Frontiers in Psychiatry (Feb 2019)

Neuroimaging Correlates of Suicidality in Decision-Making Circuits in Posttraumatic Stress Disorder

  • Jennifer Barredo,
  • Jennifer Barredo,
  • Emily Aiken,
  • Mascha van 't Wout-Frank,
  • Mascha van 't Wout-Frank,
  • Benjamin D. Greenberg,
  • Benjamin D. Greenberg,
  • Benjamin D. Greenberg,
  • Linda L. Carpenter,
  • Linda L. Carpenter,
  • Linda L. Carpenter,
  • Noah S. Philip,
  • Noah S. Philip,
  • Noah S. Philip

DOI
https://doi.org/10.3389/fpsyt.2019.00044
Journal volume & issue
Vol. 10

Abstract

Read online

In depression, brain and behavioral correlates of decision-making differ between individuals with and without suicidal thoughts and behaviors. Though promising, it remains unknown if these potential biomarkers of suicidality will generalize to other high-risk clinical populations. To preliminarily assess whether brain structure or function tracked suicidality in individuals with posttraumatic stress disorder (PTSD), we measured resting-state functional connectivity and cortical thickness in two functional networks involved in decision-making, a ventral fronto-striatal reward network and a lateral frontal cognitive control network. Neuroimaging data and self-reported suicidality ratings, and suicide-related hospitalization data were obtained from 50 outpatients with PTSD and also from 15 healthy controls, and all were subjected to seed-based resting-state functional connectivity and cortical thickness analyses using a priori seeds from reward and cognitive control networks. First, general linear models (GLM) were used to evaluate whether ROI-to-ROI functional connectivity was predictive of self-reported suicidality after false discovery rate (FDR)-correction for multiple comparisons and covariance of age and depression symptoms.
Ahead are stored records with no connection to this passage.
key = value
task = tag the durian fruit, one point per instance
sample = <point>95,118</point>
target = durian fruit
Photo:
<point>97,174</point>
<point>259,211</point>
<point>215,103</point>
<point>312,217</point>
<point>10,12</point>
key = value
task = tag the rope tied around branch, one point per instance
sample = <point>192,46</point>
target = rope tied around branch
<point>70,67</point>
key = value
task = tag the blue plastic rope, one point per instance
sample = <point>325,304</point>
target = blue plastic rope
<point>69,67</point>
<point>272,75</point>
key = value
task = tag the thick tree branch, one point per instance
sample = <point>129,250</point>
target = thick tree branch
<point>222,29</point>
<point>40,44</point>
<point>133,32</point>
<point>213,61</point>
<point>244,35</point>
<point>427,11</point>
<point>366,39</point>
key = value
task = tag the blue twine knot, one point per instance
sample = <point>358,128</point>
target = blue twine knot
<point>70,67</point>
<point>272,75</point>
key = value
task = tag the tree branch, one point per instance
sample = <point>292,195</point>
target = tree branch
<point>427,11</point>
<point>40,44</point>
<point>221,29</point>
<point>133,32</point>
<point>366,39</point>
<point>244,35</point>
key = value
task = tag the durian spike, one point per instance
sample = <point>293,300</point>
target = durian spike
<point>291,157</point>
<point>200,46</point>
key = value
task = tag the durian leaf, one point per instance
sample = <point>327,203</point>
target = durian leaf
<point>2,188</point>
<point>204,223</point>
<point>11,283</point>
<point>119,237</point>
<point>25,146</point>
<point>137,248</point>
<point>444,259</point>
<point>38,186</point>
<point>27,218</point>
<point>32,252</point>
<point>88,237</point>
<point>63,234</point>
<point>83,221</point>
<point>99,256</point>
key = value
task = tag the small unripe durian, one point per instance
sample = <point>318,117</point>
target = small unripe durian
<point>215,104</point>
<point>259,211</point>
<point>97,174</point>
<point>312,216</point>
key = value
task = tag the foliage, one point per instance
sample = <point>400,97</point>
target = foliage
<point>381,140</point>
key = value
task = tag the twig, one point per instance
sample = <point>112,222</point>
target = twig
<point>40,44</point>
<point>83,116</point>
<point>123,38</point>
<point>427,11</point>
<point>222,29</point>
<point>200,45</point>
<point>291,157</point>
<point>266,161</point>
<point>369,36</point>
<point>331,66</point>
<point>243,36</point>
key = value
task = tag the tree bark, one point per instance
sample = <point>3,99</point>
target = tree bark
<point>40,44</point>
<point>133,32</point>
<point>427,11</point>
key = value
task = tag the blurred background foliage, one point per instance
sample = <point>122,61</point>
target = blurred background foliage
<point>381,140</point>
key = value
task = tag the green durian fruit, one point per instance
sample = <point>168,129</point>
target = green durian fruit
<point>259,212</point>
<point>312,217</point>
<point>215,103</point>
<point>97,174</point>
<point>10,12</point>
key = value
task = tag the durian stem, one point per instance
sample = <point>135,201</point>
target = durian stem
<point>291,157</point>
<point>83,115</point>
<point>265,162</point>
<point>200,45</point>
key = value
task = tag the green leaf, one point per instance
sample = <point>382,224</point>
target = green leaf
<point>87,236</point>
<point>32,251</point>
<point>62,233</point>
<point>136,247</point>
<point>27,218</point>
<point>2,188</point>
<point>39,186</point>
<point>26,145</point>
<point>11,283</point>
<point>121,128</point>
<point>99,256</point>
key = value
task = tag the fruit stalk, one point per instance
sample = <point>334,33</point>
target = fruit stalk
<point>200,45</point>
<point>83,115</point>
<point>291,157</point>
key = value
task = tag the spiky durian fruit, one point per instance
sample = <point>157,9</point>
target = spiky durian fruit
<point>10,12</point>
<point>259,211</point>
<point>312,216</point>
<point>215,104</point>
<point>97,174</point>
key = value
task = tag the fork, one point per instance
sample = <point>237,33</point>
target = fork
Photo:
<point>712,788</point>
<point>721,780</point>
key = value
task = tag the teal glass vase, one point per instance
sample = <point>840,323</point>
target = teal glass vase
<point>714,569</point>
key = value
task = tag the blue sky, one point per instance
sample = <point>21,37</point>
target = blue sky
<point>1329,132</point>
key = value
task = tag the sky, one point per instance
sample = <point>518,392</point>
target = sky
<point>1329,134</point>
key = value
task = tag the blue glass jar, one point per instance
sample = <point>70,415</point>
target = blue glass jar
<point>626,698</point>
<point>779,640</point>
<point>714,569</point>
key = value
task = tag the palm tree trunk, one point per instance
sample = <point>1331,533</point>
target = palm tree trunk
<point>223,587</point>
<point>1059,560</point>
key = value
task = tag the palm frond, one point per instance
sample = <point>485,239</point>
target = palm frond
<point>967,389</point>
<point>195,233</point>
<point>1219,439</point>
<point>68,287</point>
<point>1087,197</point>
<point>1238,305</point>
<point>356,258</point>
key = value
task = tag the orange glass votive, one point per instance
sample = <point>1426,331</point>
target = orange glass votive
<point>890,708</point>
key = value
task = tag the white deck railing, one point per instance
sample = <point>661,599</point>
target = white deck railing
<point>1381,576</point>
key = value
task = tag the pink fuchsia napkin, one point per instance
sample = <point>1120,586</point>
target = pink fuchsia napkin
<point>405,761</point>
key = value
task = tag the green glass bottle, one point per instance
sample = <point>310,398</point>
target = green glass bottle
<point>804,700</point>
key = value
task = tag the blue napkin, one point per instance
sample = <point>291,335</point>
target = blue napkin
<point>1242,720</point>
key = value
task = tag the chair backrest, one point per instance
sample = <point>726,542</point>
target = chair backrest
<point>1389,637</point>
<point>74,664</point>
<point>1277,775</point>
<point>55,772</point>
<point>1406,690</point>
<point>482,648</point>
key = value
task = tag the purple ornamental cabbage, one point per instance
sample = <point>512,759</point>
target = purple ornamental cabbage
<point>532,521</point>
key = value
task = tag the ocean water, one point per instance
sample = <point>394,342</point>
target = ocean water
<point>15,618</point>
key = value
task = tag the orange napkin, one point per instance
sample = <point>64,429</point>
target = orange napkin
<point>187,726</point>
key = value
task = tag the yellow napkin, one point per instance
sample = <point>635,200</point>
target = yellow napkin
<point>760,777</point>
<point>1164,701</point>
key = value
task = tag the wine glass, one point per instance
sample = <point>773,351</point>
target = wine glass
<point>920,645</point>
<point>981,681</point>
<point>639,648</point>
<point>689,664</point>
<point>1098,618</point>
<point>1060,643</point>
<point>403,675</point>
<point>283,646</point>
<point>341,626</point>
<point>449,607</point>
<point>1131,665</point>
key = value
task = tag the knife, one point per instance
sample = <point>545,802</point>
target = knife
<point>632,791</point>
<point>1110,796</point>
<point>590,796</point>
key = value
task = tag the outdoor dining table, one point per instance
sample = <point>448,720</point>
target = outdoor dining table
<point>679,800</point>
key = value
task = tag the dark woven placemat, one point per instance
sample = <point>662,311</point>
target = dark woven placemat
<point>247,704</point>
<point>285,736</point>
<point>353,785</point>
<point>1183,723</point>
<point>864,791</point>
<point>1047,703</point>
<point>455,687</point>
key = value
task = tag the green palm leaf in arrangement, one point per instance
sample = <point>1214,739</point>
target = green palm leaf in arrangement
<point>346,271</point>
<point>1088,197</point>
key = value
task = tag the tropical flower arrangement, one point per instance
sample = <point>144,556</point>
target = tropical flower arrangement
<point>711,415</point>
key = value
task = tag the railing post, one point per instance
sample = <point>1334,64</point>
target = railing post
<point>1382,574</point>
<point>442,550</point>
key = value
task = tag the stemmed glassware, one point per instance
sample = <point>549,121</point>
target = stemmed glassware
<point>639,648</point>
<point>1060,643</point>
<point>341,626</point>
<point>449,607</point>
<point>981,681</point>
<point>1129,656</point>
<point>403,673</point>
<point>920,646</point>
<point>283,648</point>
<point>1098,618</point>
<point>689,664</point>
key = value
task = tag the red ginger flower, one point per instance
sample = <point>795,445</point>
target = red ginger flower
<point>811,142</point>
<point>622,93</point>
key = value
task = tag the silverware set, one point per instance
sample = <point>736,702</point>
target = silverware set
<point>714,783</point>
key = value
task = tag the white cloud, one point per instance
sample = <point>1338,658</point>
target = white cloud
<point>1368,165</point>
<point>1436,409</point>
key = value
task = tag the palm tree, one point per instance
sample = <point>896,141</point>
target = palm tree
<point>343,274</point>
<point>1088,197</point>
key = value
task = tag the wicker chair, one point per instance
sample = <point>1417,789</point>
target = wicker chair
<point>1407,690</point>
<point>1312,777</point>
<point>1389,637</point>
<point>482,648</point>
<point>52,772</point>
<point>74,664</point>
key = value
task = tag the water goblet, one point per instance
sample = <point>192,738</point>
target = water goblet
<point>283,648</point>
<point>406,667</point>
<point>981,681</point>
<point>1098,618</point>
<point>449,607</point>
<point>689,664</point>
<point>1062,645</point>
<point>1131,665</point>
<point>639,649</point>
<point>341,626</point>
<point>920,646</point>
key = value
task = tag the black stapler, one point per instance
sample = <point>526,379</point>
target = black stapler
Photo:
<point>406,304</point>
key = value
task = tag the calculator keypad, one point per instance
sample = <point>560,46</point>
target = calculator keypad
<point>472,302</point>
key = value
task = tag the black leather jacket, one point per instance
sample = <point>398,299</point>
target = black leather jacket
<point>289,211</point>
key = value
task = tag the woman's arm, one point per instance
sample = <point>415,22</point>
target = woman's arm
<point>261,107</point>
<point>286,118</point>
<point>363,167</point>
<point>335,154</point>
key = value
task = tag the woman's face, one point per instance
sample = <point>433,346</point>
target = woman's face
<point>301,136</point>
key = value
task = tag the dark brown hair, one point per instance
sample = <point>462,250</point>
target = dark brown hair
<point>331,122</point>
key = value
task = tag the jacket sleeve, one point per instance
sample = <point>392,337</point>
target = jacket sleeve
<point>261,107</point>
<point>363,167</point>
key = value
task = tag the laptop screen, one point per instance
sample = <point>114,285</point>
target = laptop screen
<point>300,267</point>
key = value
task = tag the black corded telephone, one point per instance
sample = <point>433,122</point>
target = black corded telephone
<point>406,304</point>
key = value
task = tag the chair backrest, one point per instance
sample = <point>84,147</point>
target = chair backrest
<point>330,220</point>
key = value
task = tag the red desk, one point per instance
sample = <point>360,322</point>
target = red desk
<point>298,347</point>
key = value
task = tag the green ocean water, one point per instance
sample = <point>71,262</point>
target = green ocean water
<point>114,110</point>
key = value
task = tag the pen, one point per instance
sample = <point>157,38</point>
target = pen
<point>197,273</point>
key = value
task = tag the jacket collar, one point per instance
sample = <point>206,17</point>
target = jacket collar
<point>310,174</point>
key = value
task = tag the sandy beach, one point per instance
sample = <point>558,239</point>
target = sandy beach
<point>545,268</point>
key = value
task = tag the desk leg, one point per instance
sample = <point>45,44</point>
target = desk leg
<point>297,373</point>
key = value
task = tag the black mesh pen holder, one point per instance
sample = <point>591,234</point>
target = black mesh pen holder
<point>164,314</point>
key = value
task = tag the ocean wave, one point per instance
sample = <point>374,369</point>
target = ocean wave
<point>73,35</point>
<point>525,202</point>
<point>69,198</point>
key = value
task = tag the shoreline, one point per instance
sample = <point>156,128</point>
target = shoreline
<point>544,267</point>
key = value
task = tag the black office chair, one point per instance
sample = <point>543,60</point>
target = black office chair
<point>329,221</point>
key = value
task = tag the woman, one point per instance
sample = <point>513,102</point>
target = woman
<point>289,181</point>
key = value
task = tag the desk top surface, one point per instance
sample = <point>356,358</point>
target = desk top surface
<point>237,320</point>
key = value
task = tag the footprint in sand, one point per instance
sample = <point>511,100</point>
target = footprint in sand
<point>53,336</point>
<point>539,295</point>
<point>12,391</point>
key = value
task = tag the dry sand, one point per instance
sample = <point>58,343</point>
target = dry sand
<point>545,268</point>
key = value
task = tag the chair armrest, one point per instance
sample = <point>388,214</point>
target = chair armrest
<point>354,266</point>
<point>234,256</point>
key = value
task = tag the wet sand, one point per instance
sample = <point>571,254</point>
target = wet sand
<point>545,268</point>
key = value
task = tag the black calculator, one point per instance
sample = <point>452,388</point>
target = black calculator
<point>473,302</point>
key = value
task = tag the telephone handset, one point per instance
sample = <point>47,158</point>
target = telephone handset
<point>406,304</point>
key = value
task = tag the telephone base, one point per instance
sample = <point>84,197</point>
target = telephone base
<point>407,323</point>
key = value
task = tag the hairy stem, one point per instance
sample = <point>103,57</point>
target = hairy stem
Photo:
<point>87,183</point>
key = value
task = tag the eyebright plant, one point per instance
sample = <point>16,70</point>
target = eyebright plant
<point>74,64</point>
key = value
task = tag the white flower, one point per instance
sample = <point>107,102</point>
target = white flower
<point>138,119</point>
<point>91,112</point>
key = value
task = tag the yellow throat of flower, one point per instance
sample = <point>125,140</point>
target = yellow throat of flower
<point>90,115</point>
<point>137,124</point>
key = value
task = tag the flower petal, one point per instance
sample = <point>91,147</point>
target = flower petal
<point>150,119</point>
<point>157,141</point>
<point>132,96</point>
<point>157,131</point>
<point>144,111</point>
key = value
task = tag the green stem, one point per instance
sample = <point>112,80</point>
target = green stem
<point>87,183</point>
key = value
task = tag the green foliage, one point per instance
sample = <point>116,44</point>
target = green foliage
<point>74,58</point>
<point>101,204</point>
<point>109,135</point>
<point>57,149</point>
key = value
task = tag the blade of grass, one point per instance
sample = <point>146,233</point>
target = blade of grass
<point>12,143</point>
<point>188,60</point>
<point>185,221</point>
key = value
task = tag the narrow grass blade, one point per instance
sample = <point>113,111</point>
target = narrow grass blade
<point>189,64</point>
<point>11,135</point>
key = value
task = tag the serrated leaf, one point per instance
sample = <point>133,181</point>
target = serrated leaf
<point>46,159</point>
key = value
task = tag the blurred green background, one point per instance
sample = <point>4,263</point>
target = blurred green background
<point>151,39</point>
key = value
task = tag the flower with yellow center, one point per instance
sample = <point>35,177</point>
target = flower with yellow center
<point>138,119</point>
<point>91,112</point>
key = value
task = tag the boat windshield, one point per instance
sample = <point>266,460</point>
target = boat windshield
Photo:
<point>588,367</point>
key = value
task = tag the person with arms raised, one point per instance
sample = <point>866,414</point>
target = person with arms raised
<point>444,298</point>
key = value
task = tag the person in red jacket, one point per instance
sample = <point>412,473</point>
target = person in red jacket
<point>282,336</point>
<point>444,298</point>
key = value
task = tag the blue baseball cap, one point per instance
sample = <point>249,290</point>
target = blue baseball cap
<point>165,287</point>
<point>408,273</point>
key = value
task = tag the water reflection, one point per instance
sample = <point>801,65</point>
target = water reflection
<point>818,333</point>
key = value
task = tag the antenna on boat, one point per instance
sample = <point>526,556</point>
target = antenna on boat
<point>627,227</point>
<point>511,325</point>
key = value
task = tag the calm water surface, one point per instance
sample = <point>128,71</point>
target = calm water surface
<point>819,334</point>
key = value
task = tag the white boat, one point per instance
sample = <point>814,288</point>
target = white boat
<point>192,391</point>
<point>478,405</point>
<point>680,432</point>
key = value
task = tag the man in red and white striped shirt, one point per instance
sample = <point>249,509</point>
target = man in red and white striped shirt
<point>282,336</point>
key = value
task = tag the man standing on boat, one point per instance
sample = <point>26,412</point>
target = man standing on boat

Next, regional cortical thickness statistics were included as predictors of ROI-to-ROI functional connectivity in follow-up GLMs evaluating structure-function relationships. Functional connectivity between reward regions was positively correlated with suicidality (p-FDR ≤ 0.05). Functional connectivity of the lateral pars orbitalis to anterior cingulate/paracingulate control regions also tracked suicidality (p-FDR ≤ 0.05). Furthermore, cortical thickness in anterior cingulate/paracingulate was associated with functional correlates of suicidality in the control network (p-FDR < 0.05). These results provide a preliminary demonstration that biomarkers of suicidality in decision-making networks observed in depression may generalize to PTSD and highlight the promise of these circuits as transdiagnostic biomarkers of suicidality.